This repository contains a data pipeline for processing medical imaging data. It includes modules for anonymizing DICOM files, encrypting patient IDs, extracting metadata, and processing the data. Additionally, the data pipeline offers flexibility and extensibility, allowing users to customize and expand its functionality according to specific project requirements. With a focus on scalability and performance optimization, the pipeline is capable of handling large volumes of medical imaging data efficiently. Its modular design fosters modularity and code reusability, promoting ease of maintenance and future enhancements.
Below are the key functionalities encapsulated within the pipeline:
-
Anonymization Module: This module is responsible for anonymizing DICOM files, ensuring the removal of sensitive patient-related information while adhering to regulatory compliance standards. It sanitizes the data by eliminating identifiable attributes, thereby safeguarding patient privacy.
-
Encryption Module: The encryption module adds an extra layer of security by encrypting patient IDs, thus enhancing data protection measures. By encrypting sensitive identifiers, the module ensures that patient information remains confidential and inaccessible to unauthorized parties.
-
Metadata Extraction: This module facilitates the extraction of metadata from DICOM files, enabling users to access valuable information embedded within the imaging data. It parses the DICOM headers to retrieve essential metadata attributes, providing insights into the imaging parameters and acquisition details.
-
Data Processing: The data processing module orchestrates the sequential execution of various operations, including preprocessing, analysis, and transformation of medical imaging data. It streamlines the processing pipeline, enabling seamless integration of diverse data processing tasks.

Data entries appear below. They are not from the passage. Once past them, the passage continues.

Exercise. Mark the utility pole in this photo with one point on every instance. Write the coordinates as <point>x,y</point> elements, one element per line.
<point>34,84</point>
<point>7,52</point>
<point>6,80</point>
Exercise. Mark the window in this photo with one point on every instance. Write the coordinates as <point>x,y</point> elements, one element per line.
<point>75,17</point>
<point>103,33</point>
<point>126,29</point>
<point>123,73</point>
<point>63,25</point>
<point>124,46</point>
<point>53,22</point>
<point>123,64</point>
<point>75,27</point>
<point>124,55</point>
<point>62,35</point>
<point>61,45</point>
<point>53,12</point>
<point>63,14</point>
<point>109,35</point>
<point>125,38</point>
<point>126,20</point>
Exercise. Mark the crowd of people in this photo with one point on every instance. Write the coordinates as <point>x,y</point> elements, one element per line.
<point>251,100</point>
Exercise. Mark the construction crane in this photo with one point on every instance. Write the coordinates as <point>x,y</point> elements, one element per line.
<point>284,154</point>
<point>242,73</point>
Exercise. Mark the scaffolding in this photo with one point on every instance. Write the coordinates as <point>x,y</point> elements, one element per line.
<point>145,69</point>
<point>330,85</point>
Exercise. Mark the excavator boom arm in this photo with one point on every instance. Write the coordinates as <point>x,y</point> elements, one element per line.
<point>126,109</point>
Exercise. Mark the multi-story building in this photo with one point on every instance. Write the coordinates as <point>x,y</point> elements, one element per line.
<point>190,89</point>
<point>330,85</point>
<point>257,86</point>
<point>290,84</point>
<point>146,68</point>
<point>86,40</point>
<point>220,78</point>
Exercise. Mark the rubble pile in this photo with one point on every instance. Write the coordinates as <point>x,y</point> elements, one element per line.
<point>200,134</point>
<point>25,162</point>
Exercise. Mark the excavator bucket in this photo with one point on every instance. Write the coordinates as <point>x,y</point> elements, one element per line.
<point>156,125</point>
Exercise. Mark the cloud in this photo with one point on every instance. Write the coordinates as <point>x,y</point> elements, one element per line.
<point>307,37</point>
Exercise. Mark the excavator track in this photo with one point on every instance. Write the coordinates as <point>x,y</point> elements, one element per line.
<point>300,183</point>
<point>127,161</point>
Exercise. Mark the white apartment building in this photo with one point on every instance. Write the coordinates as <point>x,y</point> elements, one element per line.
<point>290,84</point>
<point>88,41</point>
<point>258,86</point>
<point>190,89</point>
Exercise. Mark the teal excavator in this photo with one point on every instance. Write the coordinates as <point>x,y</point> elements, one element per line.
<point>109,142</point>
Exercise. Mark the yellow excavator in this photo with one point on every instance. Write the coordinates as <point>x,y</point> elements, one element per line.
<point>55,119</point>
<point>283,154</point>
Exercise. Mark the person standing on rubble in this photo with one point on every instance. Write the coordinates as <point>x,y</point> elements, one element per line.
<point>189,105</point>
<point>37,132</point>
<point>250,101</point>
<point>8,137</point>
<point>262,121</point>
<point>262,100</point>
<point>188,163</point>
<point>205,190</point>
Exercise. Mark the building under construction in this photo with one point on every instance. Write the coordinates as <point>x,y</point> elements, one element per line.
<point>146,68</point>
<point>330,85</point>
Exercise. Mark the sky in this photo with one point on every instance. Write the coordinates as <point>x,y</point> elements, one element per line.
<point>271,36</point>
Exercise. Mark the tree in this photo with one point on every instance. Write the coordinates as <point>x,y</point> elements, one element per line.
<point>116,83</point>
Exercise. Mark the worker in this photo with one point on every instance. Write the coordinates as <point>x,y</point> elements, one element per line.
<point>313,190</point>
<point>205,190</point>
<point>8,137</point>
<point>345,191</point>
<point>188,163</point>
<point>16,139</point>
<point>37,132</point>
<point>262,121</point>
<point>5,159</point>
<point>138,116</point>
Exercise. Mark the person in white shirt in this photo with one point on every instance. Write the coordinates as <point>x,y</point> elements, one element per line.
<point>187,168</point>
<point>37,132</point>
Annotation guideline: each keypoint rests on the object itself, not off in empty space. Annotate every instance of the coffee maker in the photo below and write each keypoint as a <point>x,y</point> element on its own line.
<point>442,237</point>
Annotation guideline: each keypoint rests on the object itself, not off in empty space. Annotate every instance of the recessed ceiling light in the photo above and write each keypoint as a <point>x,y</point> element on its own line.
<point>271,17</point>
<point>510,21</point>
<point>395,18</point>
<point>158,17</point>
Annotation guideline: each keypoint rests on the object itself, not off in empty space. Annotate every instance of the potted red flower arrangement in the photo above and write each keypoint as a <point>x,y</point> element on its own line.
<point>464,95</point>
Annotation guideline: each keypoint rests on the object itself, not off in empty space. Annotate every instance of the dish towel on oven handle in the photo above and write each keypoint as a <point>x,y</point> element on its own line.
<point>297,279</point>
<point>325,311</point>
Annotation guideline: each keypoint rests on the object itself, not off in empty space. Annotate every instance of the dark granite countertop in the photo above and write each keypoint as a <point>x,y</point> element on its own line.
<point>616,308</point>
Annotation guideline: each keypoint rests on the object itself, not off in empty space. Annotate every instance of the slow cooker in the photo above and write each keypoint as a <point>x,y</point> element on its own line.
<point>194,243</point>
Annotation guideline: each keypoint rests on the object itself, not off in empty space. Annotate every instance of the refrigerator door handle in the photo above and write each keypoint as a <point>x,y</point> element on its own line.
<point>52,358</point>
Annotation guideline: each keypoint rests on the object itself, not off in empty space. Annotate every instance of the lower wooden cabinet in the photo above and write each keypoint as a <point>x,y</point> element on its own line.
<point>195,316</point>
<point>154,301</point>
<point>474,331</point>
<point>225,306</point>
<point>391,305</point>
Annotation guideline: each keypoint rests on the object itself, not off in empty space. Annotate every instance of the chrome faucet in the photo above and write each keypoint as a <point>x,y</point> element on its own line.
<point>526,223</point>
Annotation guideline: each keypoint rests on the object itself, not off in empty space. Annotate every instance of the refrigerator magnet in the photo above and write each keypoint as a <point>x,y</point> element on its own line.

Encompassing these modules, the data pipeline provides a robust framework for effectively managing medical imaging data. Whether it involves anonymizing patient information, encrypting identifiers, extracting metadata, or processing imaging data, the pipeline offers a versatile solution tailored to meet the intricate demands of medical and biomedical imaging workflows (10.1007/s10278-021-00522-6). With its modular architecture, the pipeline facilitates seamless integration into existing healthcare systems and can be customized to accommodate specific use cases and requirements.
identifier.py
: This script processes DICOM files in the "checking" folder by extracting the SOP Instance UID and comparing it to files in the "raw" folder. If a match is found, it renames the file with the corresponding Anonymized Patient ID and moves it to the "identified" folder.anonymizer.py
: Module for anonymizing DICOM files by removing patient-related information and renaming them according to a specified format.encryption.py
: Module for encrypting patient IDs.extractor.py
: Module for extracting metadata from DICOM files.main.py
: Main script for executing the data processing pipeline.processor.py
: Module for processing medical imaging data.

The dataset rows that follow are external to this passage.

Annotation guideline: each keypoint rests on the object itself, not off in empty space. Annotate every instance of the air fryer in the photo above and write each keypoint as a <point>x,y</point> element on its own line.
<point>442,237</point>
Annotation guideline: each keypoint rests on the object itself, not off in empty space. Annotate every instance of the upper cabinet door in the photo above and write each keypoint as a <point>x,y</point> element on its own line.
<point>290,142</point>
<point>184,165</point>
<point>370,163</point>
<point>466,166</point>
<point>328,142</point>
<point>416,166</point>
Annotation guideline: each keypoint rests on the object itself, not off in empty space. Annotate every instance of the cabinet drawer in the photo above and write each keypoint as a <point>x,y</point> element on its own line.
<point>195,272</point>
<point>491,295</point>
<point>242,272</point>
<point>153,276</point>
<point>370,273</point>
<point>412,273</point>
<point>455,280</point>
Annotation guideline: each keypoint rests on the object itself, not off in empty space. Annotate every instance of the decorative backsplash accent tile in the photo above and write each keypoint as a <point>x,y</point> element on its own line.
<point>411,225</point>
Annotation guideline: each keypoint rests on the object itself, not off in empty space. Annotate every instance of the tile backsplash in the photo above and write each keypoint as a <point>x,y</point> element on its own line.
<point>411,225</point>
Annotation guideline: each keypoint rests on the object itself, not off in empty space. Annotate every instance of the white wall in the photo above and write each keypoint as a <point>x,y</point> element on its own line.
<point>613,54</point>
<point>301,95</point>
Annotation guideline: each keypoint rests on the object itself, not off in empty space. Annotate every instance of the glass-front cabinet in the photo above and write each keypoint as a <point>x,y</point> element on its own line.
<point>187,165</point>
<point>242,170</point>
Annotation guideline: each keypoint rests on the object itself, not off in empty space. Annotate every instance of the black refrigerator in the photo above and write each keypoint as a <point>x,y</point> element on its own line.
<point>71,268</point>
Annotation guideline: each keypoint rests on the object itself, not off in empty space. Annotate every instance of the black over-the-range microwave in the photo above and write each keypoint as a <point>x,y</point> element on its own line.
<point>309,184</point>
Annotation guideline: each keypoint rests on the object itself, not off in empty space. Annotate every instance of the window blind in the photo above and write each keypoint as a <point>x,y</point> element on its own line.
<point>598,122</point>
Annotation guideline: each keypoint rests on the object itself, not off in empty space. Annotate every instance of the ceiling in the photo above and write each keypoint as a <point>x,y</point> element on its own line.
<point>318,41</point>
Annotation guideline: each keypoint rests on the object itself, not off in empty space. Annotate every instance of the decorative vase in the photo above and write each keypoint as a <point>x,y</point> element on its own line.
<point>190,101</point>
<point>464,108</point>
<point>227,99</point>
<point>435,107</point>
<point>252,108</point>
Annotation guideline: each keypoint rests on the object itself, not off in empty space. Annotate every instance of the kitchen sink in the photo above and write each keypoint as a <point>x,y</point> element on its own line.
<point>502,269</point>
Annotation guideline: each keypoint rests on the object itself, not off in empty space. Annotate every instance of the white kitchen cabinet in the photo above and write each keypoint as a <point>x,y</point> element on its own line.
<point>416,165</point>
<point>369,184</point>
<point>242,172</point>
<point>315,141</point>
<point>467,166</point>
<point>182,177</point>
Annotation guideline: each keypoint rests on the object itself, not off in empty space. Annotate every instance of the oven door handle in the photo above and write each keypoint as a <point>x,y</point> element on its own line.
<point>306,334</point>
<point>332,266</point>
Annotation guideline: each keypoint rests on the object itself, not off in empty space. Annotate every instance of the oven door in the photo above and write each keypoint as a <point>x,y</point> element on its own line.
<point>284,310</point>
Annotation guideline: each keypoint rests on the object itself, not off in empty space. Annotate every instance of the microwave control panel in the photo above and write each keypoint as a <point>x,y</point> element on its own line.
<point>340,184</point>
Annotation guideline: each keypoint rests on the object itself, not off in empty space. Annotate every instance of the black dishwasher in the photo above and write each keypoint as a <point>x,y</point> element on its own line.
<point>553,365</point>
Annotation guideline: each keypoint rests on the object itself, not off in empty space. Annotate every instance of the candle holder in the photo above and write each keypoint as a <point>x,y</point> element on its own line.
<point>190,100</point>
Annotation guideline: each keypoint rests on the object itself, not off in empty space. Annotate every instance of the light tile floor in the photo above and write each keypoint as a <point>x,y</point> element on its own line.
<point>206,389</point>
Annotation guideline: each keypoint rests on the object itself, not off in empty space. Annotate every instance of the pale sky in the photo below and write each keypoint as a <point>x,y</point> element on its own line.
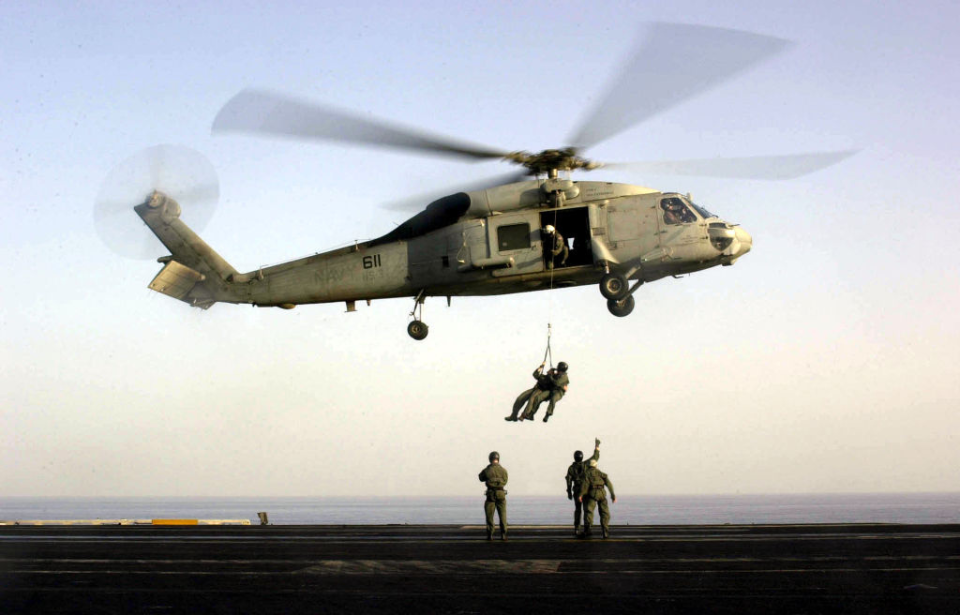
<point>826,360</point>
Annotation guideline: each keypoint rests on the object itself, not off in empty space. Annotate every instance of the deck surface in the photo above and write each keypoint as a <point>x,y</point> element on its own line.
<point>453,569</point>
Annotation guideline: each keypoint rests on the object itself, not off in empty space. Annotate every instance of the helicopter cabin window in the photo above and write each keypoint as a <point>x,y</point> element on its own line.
<point>513,237</point>
<point>676,212</point>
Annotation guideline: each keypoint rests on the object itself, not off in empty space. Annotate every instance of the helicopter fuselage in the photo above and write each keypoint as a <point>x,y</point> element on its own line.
<point>486,242</point>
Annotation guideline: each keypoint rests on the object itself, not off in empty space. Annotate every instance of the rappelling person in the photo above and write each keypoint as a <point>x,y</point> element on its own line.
<point>575,476</point>
<point>560,383</point>
<point>555,384</point>
<point>557,247</point>
<point>532,397</point>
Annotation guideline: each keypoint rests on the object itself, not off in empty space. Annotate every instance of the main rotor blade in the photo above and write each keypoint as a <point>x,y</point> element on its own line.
<point>259,111</point>
<point>420,202</point>
<point>674,62</point>
<point>752,167</point>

To use the data pipeline, follow these steps:
- Clone the repository:
git clone https://github.com/MIMBCD-UI/data-pipeline.git
- Install the required dependencies by creating a virtual environment and installing the packages listed in
requirements.txt
:
cd data-pipeline
pip3 install -r requirements.txt
- Run the main script to execute the data processing pipeline:
python3 src/main.py
This section details the scripts involved in processing DICOM files within the MIMBCD-UI data pipeline. These scripts are responsible for handling various aspects of anonymization, metadata extraction, and file validation, ensuring the integrity and consistency of medical imaging data.

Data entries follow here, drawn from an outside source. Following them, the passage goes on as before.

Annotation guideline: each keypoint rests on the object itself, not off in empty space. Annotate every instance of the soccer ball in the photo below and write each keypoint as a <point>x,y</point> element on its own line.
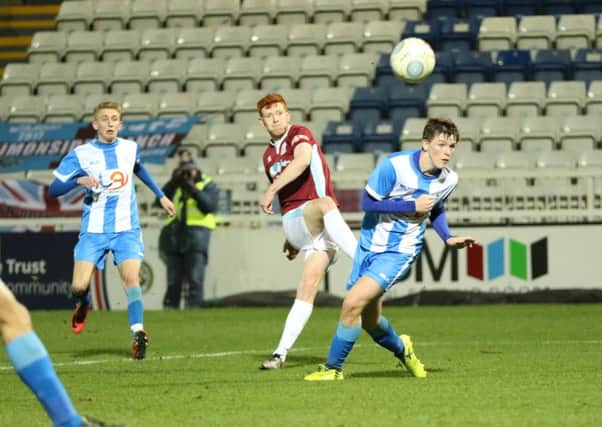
<point>412,60</point>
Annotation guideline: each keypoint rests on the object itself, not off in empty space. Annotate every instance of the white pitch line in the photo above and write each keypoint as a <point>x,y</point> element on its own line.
<point>242,352</point>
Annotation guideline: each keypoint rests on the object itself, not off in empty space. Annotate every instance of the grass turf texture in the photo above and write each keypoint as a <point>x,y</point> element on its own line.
<point>503,365</point>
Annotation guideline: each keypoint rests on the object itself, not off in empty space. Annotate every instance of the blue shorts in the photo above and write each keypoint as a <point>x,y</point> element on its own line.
<point>386,268</point>
<point>94,247</point>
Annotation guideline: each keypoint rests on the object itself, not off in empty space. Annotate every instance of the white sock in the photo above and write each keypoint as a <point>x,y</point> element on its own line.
<point>295,322</point>
<point>339,231</point>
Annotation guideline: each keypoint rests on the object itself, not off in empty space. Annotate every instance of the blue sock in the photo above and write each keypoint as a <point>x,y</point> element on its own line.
<point>135,306</point>
<point>385,336</point>
<point>30,359</point>
<point>342,343</point>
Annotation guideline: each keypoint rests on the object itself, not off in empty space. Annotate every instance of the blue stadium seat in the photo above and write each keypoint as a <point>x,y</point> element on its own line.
<point>459,34</point>
<point>473,66</point>
<point>380,136</point>
<point>522,7</point>
<point>587,64</point>
<point>512,66</point>
<point>426,30</point>
<point>368,104</point>
<point>552,64</point>
<point>341,137</point>
<point>407,100</point>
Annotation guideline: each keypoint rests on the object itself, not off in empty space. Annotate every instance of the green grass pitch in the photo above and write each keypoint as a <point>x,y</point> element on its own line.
<point>502,365</point>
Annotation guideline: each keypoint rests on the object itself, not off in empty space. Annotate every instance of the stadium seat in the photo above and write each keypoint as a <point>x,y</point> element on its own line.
<point>268,40</point>
<point>244,110</point>
<point>257,12</point>
<point>204,74</point>
<point>341,137</point>
<point>356,69</point>
<point>330,104</point>
<point>280,72</point>
<point>47,46</point>
<point>343,37</point>
<point>380,137</point>
<point>587,65</point>
<point>536,32</point>
<point>74,15</point>
<point>318,71</point>
<point>176,104</point>
<point>19,79</point>
<point>145,14</point>
<point>183,13</point>
<point>368,10</point>
<point>499,134</point>
<point>242,73</point>
<point>92,77</point>
<point>293,12</point>
<point>140,106</point>
<point>121,45</point>
<point>525,99</point>
<point>552,64</point>
<point>26,109</point>
<point>447,100</point>
<point>56,78</point>
<point>329,11</point>
<point>497,33</point>
<point>157,43</point>
<point>407,10</point>
<point>368,104</point>
<point>381,36</point>
<point>411,133</point>
<point>63,108</point>
<point>512,66</point>
<point>167,75</point>
<point>459,34</point>
<point>575,31</point>
<point>229,42</point>
<point>579,133</point>
<point>472,66</point>
<point>84,46</point>
<point>486,100</point>
<point>215,106</point>
<point>110,15</point>
<point>538,134</point>
<point>130,77</point>
<point>565,98</point>
<point>593,103</point>
<point>220,12</point>
<point>193,42</point>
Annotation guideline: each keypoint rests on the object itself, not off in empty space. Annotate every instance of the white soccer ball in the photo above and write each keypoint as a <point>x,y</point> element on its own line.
<point>412,60</point>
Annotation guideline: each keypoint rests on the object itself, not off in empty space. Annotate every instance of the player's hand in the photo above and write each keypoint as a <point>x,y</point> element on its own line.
<point>267,201</point>
<point>290,251</point>
<point>88,181</point>
<point>460,242</point>
<point>168,206</point>
<point>424,204</point>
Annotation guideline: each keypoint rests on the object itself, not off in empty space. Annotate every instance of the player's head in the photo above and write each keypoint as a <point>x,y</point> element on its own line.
<point>107,120</point>
<point>439,139</point>
<point>273,114</point>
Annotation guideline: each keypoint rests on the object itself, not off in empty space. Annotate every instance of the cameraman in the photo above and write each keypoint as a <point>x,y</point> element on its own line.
<point>185,238</point>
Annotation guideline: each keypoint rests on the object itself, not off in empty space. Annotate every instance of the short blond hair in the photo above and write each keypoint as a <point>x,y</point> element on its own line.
<point>108,105</point>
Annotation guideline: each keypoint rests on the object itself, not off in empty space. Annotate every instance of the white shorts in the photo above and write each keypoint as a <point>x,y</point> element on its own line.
<point>296,232</point>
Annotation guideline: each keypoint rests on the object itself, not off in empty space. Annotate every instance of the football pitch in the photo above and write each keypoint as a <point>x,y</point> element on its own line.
<point>500,365</point>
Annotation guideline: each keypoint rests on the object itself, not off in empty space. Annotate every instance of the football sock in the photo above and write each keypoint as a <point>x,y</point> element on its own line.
<point>135,308</point>
<point>30,359</point>
<point>385,336</point>
<point>339,231</point>
<point>342,343</point>
<point>295,322</point>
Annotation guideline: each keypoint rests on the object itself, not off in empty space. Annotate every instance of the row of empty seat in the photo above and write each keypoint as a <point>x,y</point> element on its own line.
<point>120,14</point>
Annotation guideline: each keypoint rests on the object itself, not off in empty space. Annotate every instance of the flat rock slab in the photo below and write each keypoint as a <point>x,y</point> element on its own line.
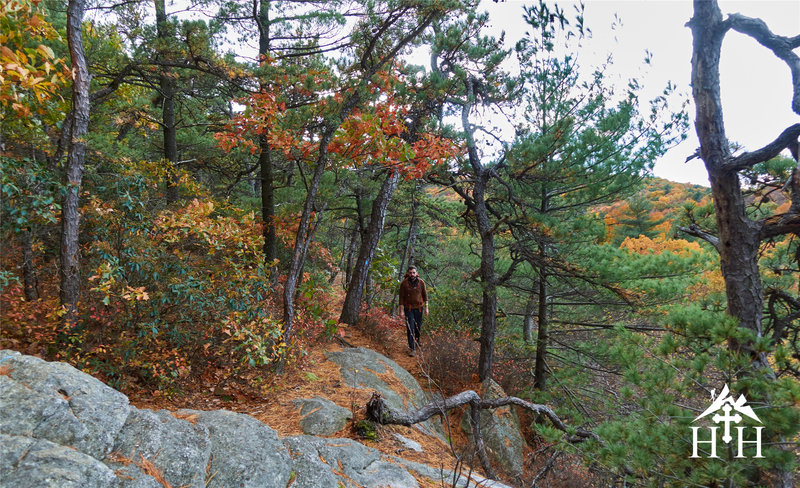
<point>501,432</point>
<point>361,367</point>
<point>57,402</point>
<point>445,477</point>
<point>179,449</point>
<point>245,453</point>
<point>26,462</point>
<point>321,416</point>
<point>336,463</point>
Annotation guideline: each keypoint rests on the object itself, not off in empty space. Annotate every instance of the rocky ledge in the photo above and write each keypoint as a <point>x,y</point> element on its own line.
<point>60,427</point>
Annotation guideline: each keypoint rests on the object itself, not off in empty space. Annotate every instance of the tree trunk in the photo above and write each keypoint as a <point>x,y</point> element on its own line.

The data post-processing curation involves a series of steps to verify, anonymize, and validate DICOM files. Inside the curation/
folder of the dataset-multimodal-breast
repository, containing DICOM files at different stages of processing.
The following sequence outlines the steps involved in the post-processing pipeline inside the curation/
folder:
If at any stage we find the file to be incorrect, we move it to the curation/unsolvable/
folder. If the file is correct, we move it to the dicom/
folder.
The following scripts should be executed in sequence as part of the data processing pipeline. Each script serves a specific purpose and contributes to the overall goal of maintaining high-quality, anonymized medical imaging data.
-
identifier.py
- Initial DICOM File Identification- Purpose: This script processes DICOM files in the "checking" folder by extracting the SOP Instance UID and comparing it to files in the "raw" folder. If a match is found, it renames the file with the corresponding Anonymized Patient ID and moves it to the "identified" folder.
- When to Run: Run this script first to identify and organize the DICOM files before any further processing.
- Outcome: The files are identified and renamed based on the SOP Instance UID, making them ready for further processing.
-
laterality.py
- Initial Metadata Extraction and File Preparation- Purpose: This script processes DICOM files by converting anonymized patient IDs to their corresponding real patient IDs. It extracts critical metadata such as laterality (which side of the body the image represents) and renames/moves the files accordingly.
- When to Run: Run this script after
identifier.py
to further organize and prepare the DICOM files. - Outcome: The files are organized with accurate metadata, making them ready for comparison and validation.
-
compare.py
- Verification of Anonymized and Non-Anonymized File Correspondence- Purpose: This script compares anonymized and non-anonymized DICOM files to ensure they match based on metadata like
InstanceNumber
,ViewPosition
, andImageLaterality
. It also renames the files and moves them to a "checked" directory for further processing. - When to Run: Run this script after
laterality.py
to verify the correspondence between anonymized and non-anonymized files. - Outcome: Matched files are confirmed and organized in the "checked" directory.
- Purpose: This script compares anonymized and non-anonymized DICOM files to ensure they match based on metadata like
-
checker.py
- File Comparison and Logging- Purpose: This script provides an additional verification step by comparing anonymized and non-anonymized DICOM files based on
InstanceNumber
. It logs the paths of matching files to a CSV file for auditing and further analysis. - When to Run: Execute this script after
compare.py
to ensure a documented trail of matched files. - Outcome: A CSV file is generated, listing the paths of successfully matched files, ensuring traceability in the pipeline.
- Purpose: This script provides an additional verification step by comparing anonymized and non-anonymized DICOM files based on
-
reanonimyzer.py
- Final Correction and Re-Anonymization- Purpose: The final script in the sequence,
reanonimyzer.py
, corrects any discrepancies in the anonymized patient IDs and metadata based on predefined mappings. It updates the filenames and DICOM metadata as necessary and moves the corrected files to the final "checked" directory. - When to Run: This script should be run last, after
checker.py
, to finalize the anonymization and ensure data consistency. - Outcome: The DICOM files are fully re-anonymized, with all metadata and filenames accurately reflecting the correct anonymized patient IDs, ensuring they are ready for secure storage or further analysis.
- Purpose: The final script in the sequence,
- To execute the pipeline, follow the order outlined above:
# Step 1: Run main.py
python3 src/main.py
- After that, open the
curation/verifynig/
folder and move the files to thecuration/checking/
folder.
# Step 3: Run identifier.py
python3 src/identifier.py
python3 src/laterality.py
python3 src/compare.py
python3 src/checker.py
# Step 7: Run reanonimyzer.py
python3 src/reanonimyzer.py
Contributions are welcome! If you'd like to contribute to this project, please fork the repository and submit a pull request with your proposed changes.
This project is licensed under the MIT License.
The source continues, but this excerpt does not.